Medicaid allowed me to see my regular dentist. I went to Planned Parenthood for my annual exam. When I had a really bad cold, I went to a clinic and got a prescription medication for very little money, such a paltry amount that even in my broke state I could pay it. I was feeling defeated in most ways, but I knew that even if something bad happened to my health, Medicaid would make it so that I would end up okay, and that the upward trajectory of my life would probably not end. In the end, I barely used Medicaid, but just having my little plastic Medicaid card in my wallet was so empowering. Medicaid made it possible for me to feel safe leaving my home. I cannot express enough what a weight was off my chest because of it.
I saw that on Thursday some states are going to try to mandate that people who have Medicaid work. And here’s my problem with that- people want to work. Nobody I know wants to just languish. I once Tweeted that America’s national sport was not baseball, but poor-shaming, and this is another example of that. Financially unstable Americans have been dealing with housing and rent price increases, wage stagnation going on for decades, the backlash of a recession that still ripples through our lives, student debt, and many more issues. Some of us are highly educated people who believed that our hard work in school would pay off, but have too many student loans to build savings or keep our chins up. So many Americans live on the financial edge of ruin. The idea that those of us who use safety nets like Medicaid, Section 8, food stamps, etc. are using them because we just don’t want to work, is absolutely ridiculous. It shouldn’t have taken somebody who has had as many opportunities like me four months to find work, but it DID.
Also, if you have to use Medicaid or Medicare or Section 8 or any other state or federal safety net system, please do NOT feel ashamed. It is ingrained in us through our culture and mythology here in America to believe that the “pull yourself up by your bootstraps” mentality will make sure that everything ends up okay. The reality that has been proven time and time again is that sometimes even a lot of hard work isn’t enough, and that we have sexism, racism, class systems, and more to reckon with. These things are real and do make a difference in who gets access to opportunities.
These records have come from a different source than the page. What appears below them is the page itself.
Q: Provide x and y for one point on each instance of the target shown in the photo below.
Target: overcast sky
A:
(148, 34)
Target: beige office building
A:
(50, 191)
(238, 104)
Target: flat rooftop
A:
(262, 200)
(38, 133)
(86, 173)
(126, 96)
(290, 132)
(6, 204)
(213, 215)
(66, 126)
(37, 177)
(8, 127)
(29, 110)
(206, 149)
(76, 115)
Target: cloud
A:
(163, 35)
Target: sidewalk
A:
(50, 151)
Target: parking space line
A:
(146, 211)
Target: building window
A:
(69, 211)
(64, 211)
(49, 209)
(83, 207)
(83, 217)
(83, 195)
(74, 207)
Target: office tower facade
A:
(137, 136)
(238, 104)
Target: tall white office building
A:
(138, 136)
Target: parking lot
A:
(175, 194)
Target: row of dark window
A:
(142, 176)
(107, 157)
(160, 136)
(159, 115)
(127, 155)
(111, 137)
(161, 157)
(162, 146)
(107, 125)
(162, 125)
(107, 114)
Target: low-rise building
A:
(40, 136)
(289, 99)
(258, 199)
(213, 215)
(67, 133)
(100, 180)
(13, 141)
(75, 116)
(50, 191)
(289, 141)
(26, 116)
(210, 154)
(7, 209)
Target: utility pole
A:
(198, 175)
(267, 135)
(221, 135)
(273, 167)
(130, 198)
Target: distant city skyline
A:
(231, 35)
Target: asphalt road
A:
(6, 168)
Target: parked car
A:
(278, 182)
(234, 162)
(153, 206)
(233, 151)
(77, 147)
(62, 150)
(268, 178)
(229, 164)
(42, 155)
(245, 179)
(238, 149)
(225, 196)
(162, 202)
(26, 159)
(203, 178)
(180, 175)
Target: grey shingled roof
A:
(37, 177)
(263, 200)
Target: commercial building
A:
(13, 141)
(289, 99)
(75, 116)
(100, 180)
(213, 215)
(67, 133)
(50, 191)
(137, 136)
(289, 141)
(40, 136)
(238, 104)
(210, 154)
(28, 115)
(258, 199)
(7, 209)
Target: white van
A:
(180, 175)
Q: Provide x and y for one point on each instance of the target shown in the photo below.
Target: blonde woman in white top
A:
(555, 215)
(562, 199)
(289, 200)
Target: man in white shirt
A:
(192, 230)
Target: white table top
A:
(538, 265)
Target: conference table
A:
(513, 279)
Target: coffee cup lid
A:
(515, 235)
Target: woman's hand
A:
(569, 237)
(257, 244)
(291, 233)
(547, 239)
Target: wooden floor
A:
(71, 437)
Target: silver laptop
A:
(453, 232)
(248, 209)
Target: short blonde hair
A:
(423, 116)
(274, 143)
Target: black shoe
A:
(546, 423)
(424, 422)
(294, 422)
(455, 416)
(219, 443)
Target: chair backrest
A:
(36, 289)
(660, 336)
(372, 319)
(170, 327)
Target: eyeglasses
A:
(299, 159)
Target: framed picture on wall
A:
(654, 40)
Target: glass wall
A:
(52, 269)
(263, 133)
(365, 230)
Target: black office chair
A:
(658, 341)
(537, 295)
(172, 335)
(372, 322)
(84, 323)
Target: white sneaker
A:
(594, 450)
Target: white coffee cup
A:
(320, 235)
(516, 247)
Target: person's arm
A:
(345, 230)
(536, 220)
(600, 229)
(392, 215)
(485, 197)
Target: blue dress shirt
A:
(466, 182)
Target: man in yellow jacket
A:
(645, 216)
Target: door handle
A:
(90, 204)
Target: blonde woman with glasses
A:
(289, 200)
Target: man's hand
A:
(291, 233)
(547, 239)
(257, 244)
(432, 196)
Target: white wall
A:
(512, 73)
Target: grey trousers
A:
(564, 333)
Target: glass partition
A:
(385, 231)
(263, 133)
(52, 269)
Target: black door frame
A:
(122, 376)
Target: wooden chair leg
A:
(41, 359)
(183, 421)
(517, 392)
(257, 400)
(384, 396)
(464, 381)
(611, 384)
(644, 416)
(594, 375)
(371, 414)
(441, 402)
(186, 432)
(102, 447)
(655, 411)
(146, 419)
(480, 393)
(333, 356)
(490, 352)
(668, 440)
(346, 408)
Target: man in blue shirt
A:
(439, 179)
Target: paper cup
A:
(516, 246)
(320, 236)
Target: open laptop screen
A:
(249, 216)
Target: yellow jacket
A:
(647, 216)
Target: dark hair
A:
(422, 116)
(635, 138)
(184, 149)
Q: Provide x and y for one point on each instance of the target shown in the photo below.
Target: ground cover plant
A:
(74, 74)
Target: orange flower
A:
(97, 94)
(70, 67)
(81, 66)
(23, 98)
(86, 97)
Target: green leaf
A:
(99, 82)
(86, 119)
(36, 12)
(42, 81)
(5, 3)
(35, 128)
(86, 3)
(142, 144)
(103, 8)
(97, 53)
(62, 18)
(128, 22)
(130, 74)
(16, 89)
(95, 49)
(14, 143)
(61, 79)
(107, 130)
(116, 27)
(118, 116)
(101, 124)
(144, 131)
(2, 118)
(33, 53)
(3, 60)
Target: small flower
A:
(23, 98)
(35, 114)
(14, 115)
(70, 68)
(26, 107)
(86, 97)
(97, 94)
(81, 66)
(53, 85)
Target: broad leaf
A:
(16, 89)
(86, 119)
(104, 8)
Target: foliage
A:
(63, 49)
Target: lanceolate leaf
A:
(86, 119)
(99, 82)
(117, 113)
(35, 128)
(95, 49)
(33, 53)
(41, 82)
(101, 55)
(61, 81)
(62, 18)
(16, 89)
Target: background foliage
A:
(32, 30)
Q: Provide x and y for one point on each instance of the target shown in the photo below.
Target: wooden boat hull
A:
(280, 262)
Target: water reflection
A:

I believe that there should be no shame associated with needing help and getting it through welfare programs. In fact, if anything, we should expand them, make them easier to access, and encourage people to use them, so that they can afford things they need, and get a leg up, because it is so hard to do so. For me, Medicaid facilitated my ability to job search without being paralyzed by fear that leaving my home could result in some medical event derailing my life. Now, I have a job in a place that helps domestic violence survivors and victims work through our legal system, get housing, and offer them support, options, and advocacy.

So, to end this post, thank you to the Affordable Care Act for allowing me to stay insured until I was twenty-six through my parents. Thank you to everybody working at the Montana Department of Public Health and Human Services who helped me get enrolled, who answered my questions, and who made me feel unashamed to use their services. Thank you to the doctors and medical professionals who took me in and took Medicaid as payment for my care. Medicaid changed my life and I barely used it, but just having it there made a huge difference in the quality of life I was able to have.